ROANOKE TIMES

                         Roanoke Times
                 Copyright (c) 1995, Landmark Communications, Inc.

DATE: FRIDAY, January 28, 1994                   TAG: 9402030003
SECTION: EXTRA                    PAGE: 1   EDITION: METRO 
SOURCE: PAUL DELLINGER and MARK MORRISON STAFF WRITERS
DATELINE:                                 LENGTH: Medium


BLUESMAN BOBBY BLAND HAS EARNED HIS STRIPES

He is in the Rock 'n' Roll Hall of Fame. In blues circles, he is revered. He once worked as a valet for another blues legend, B.B. King. And he is often called the Frank Sinatra of R&B singers - for his smoothness.

Not exactly the typical performer to play Pulaski.

But Bobby "Blue" Bland is indeed playing Pulaski, at Ellery's Blues & More for two shows Saturday at 8:30 and 11:30 p.m. "We've got one of America's blues legends," said Ellery's owner George Penn.

Indeed they do.

Bland was born in a small town about 20 miles northeast of Memphis, Tenn., where he has said the major activities were picking cotton and hanging around the grocery store. He turned 64 Thursday.

Musically, he listened to country singers like Roy Acuff and Ernest Tubb on the radio growing up, and then found the blues when his family moved to Memphis in 1944. There, he was influenced by the records of Blind Lemon Jefferson, Sonny Boy Williamson and other blues artists.
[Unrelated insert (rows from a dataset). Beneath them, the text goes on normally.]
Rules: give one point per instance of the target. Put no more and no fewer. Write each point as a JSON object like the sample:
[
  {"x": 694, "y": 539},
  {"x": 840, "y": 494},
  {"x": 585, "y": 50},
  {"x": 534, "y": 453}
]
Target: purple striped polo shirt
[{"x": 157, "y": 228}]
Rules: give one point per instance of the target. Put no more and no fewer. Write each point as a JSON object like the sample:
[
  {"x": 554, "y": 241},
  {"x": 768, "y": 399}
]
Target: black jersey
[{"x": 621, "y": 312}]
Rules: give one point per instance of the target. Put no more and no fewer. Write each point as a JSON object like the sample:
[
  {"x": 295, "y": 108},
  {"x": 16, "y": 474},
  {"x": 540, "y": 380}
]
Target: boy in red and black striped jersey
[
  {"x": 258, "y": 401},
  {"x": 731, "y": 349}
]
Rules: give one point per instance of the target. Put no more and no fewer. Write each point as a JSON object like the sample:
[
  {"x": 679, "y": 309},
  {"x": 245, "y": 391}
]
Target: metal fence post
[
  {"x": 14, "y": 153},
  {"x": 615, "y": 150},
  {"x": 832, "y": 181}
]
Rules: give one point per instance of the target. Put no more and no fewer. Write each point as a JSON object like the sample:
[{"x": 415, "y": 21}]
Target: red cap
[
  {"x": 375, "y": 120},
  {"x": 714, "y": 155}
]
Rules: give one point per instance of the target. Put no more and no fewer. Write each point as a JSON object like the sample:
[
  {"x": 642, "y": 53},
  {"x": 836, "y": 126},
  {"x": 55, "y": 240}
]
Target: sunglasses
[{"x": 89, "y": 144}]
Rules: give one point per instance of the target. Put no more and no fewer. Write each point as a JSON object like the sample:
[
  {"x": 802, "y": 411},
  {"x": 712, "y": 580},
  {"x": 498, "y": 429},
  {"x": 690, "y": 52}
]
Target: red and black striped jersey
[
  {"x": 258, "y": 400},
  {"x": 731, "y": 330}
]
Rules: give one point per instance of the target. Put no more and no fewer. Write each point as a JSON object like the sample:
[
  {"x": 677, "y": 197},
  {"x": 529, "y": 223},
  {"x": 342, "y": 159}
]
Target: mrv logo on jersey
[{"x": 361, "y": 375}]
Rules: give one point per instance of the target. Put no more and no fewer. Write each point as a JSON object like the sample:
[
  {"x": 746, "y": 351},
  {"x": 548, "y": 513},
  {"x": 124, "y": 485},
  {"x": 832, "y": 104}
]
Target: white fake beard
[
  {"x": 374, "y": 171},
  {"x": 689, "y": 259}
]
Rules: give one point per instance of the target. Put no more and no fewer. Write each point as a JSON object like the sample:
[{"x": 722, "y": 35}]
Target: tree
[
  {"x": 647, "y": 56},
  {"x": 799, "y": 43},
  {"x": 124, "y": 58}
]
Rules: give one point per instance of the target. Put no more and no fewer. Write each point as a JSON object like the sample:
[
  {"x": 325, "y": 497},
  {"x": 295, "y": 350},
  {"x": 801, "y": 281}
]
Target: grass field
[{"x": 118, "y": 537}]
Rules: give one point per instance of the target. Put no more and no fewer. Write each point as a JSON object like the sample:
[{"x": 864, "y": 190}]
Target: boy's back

He formed his own R&B band in high school. At the same time, he sang with a gospel group, the Miniatures. He worked as a driver for bluesman Roscoe Gordon and as a valet for B.B. King, early on in King's career. (Ellery's also is working on a B.B. King date.)

Bland moved on to work in a Memphis R&B group, the Beale Streeters, that featured another future R&B pioneer, Johnny Ace. Bland also caught the attention of Ike Turner, later of Ike and Tina Turner fame, who produced some demos of Bland for Modern Records.

However, it was Duke Records that finally signed Bland after its talent scouts caught his show at a weekly amateur night showcase in Memphis. It was then that he picked up the moniker, Blue.

In 1957, he scored his first major R&B hit, "Farther Up the Road," and followed with more: "Cry, Cry, Cry," "I Pity the Fool," "Stormy Monday," "Call On Me" and "That's the Way Love Is." He remained a R&B fixture through the mid-1960s and all in all placed more than 40 songs on the R&B charts. Only James Brown, Fats Domino and Ray Charles can claim more.

As a bluesman, Bland is uniquely known for his uncluttered and contained style. He says blues ballads and love songs are his specialties, and it is this distinction that has earned him his other moniker, the Frank Sinatra of R&B.

In more recent years, Bland has recorded for the Malaco label in Jackson, Miss. His most recent album is titled, appropriately, "Portrait of the Blues." In 1992, he was inducted into the Rock 'n' Roll Hall of Fame for his "considerable influence on modern soul music."

Appropriately, Ellery's owner Penn said of Bland's stop in Pulaski: "It's an event." Also on the bill: Frankie and the Blue Lights will open the first show. Power Force will open the second show.